Because of shortages, Mouser’s inventory has declined from about $850 million to $760 billion, says Burr-Lonnon. However, “we have over $1.3 billion of inventory on order which will need to go somewhere,” he said. The extra capacity will eventually be needed although many parts have 20-,30- or 50-plus week lead times, said Burr-Lonnon.

Adding additional warehouse space is necessary because suppliers rely on Mouser to have inventory available for engineers designing new products, said Hayne Shumate, senior vice president of Internet business for Mouser.

“That is part of the value we provide,” he said. Mouser has also taken steps to make sure that a volume customer does not buy all of the inventory of a part. “In this market we have actually had to invest in not selling stuff. We need to preserve inventory so it will be available for 100 engineers instead of the parts going to one guy,” he said.

Another key investment has been to improve Mouser’s website search capability to make it easier for engineers to find parts. “We have changed our search technology,” said Shumate. “We are adding several key technologies including signals, machine learning and artificial intelligence. Our search engine for products now knows everything that everyone has looked for on our website and on some other websites, what they put in their carts and what they purchased,” said Shumate.

Mouser has also invested in high-definition photography of products. Search engines such as Google and Bing “will not favor your pages unless you have high-definition photographs. “So, we actually have microscopes to take photos of products.
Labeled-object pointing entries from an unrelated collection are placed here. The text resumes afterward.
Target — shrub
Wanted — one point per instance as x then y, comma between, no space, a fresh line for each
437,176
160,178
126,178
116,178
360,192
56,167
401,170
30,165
That’s not for the benefit of our customers. That is part of our marketing to make sure the search engines love us,” he said.

Making strategic investments
High-service distributor Digi-Key has also made strategic investments to “expand warehouse capacity, localize customer experience both digitally and from a support standpoint, scale our website and web services and expand into new markets,” said Dave Doherty, president of the distributor. Doherty said the biggest capital investment Digi-Key has made in recent years is in warehouse infrastructure. Its new Product Distribution Center is close to quadrupling the footprint of what the distributor has. “It’ll give us 2.2 million square feet and allow us to serve close to three times the number of packages that we support today, out of a single site location,” said Doherty.

He said all the new space is needed. “Today, we currently offer 12.6 million parts from 2,000 suppliers, and in the past 18 months alone, we have added 800 new suppliers and 2.4 million parts,” he said. In addition to its core stock, Digi-Key has 1.1 million parts from 847 suppliers through the Digi-Key Marketplace, “augmenting the types of products that we don’t currently offer in our existing model,” said Doherty.

Digi-Key is also investing in its operations around the globe, and in particular, India which is a growing market for the distributor. “We are in the process of creating a local entity in India, which will allow us to do business more locally there, supporting the Rupee as a currency and providing more localized customer support,” said Doherty.

He said the distributor hopes to open a customer service center there in order to support the growing number of engineers and OEM technology companies that are emerging in India.